The Polish word Żal forms the album’s title. It refers to an emotion –particularly a complex and multifaceted one and is neigh-untranslatable.This single word, a single emotion with worlds of meaning, conveys for Debargue, the scent, complexity, depth, and emotion of Magin’s music. Magin’s greatest inspiration was Chopin, another Pole who made Paris his home and whose piano works Magin recorded for Decca. The two composers are buried next to one another in Paris. Magin’s music shares much of the same lucid, distilled quality as that of his forbear, as well as a pianistic elegance that speaks of France and Poland in equal measure.  "His music has been resonating in my mind’s ear for the last twenty years," says Debargue, whose first piano teacher was a student of Magin and "admired him not only as an inspired composer but also as a pianist and as a teacher whose advice on interpretative matters had often proved invaluable to her. His music has played a crucial role in my life. I grew up with it," continues the French pianist.

The pieces written for children, especially Magin’s Miniature Polonaises of which he presents Nostalgie du pays, was one of the first works he learnt with his first piano teacher. When Debargue included Magin’s Nostalgie du pays at a recital in Paris, the composer’s granddaughter Alexandra contacted him. A correspondence began and a world of unpublished music saw the light of day.

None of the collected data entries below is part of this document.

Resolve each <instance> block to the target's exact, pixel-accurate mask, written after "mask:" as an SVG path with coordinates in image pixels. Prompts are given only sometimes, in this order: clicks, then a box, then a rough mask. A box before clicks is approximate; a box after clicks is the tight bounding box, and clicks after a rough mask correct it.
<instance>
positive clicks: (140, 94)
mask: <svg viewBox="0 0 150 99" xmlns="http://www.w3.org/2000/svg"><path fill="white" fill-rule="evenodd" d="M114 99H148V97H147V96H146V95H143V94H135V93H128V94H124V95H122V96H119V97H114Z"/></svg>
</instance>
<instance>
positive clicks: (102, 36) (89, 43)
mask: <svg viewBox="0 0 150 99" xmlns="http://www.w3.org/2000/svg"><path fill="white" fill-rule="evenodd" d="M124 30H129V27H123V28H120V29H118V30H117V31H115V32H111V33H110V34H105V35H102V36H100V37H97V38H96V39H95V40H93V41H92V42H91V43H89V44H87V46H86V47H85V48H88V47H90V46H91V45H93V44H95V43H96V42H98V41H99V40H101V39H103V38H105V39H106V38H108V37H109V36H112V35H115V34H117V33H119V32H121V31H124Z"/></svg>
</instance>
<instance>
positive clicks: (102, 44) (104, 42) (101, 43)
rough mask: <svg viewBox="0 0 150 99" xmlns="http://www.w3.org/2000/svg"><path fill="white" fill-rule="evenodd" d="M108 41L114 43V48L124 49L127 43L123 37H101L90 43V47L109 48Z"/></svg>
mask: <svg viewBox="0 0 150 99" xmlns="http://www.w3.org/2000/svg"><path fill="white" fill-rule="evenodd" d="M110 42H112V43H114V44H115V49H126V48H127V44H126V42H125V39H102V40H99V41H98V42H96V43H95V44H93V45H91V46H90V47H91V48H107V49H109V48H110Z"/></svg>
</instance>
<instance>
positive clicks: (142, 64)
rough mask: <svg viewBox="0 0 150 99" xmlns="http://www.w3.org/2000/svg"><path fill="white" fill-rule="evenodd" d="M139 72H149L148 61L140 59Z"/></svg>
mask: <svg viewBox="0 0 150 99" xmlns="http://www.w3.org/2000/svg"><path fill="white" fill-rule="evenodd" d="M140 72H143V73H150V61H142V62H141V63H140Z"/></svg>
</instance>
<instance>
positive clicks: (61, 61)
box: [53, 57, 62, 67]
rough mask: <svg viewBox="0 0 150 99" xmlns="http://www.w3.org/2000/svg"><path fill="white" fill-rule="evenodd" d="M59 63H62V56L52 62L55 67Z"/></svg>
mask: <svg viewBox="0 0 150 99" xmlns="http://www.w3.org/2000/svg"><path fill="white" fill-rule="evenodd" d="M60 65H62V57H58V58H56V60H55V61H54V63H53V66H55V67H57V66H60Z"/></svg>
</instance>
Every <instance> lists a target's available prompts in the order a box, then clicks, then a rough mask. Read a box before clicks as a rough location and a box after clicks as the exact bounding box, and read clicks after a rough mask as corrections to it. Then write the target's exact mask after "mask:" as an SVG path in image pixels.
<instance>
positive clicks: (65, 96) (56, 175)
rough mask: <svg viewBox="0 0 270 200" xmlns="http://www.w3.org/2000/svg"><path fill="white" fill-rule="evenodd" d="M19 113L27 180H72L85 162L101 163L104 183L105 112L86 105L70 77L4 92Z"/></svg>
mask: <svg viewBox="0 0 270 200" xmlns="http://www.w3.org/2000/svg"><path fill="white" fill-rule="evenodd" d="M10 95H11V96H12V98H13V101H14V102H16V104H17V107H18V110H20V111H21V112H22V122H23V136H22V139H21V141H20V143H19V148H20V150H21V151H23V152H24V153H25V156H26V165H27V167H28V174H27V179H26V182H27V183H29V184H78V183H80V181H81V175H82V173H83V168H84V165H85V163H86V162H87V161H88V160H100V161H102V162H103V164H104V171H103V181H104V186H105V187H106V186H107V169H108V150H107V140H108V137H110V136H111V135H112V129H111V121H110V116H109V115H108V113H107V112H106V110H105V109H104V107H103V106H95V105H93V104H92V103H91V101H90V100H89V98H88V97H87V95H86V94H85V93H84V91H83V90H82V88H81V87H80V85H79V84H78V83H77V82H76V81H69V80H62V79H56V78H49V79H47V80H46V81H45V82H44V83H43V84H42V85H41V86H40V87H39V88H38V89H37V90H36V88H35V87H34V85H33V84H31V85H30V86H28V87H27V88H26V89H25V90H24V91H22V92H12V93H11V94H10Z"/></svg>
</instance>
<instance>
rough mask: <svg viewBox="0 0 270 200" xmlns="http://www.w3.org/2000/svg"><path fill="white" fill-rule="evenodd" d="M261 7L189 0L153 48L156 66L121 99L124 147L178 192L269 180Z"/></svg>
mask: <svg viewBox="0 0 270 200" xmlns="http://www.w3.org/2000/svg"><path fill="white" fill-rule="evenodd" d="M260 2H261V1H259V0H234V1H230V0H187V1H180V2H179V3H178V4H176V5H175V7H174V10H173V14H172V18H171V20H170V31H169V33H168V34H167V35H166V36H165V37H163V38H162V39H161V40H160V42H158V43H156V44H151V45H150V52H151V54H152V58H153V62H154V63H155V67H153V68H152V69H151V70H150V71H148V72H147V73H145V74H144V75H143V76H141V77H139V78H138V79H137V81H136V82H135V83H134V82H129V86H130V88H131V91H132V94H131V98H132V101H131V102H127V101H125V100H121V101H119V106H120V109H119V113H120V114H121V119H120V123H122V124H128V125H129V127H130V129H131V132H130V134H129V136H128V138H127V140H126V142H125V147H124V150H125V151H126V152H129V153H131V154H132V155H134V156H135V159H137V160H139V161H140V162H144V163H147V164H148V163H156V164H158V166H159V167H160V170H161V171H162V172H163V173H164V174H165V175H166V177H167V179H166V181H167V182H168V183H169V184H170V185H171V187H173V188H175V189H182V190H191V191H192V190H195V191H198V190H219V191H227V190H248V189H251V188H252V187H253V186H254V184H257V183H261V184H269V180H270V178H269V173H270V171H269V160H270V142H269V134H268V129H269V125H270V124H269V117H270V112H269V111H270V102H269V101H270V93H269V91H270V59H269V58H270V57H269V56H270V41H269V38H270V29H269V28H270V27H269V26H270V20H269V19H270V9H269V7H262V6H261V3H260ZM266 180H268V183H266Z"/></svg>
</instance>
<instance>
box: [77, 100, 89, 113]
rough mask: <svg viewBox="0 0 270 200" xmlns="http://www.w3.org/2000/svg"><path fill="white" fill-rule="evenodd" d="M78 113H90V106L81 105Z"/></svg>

Debargue’s new album, with Kremerata Baltica and Gidon Kremer, presents the composer’s rhapsodic piano concerto, combining puckish agility with magical luminosity. Kremer himself plays the Violin Concerto that frolics with Polish dances, while pianist and violinist are united for exquisite chamber works and Debargue presents gems for solo piano. This album includes world premiere recordings of the Violin Concerto, Vocalises, and Andante for Violin and Piano. It also presents the composer’s intense, prayerful Stabat mater for strings and timpani. "I already knew the sound of the Kremerata Baltica and was convinced that it would be ideal for Magin’s Stabat mater and his concertos," says Debargue.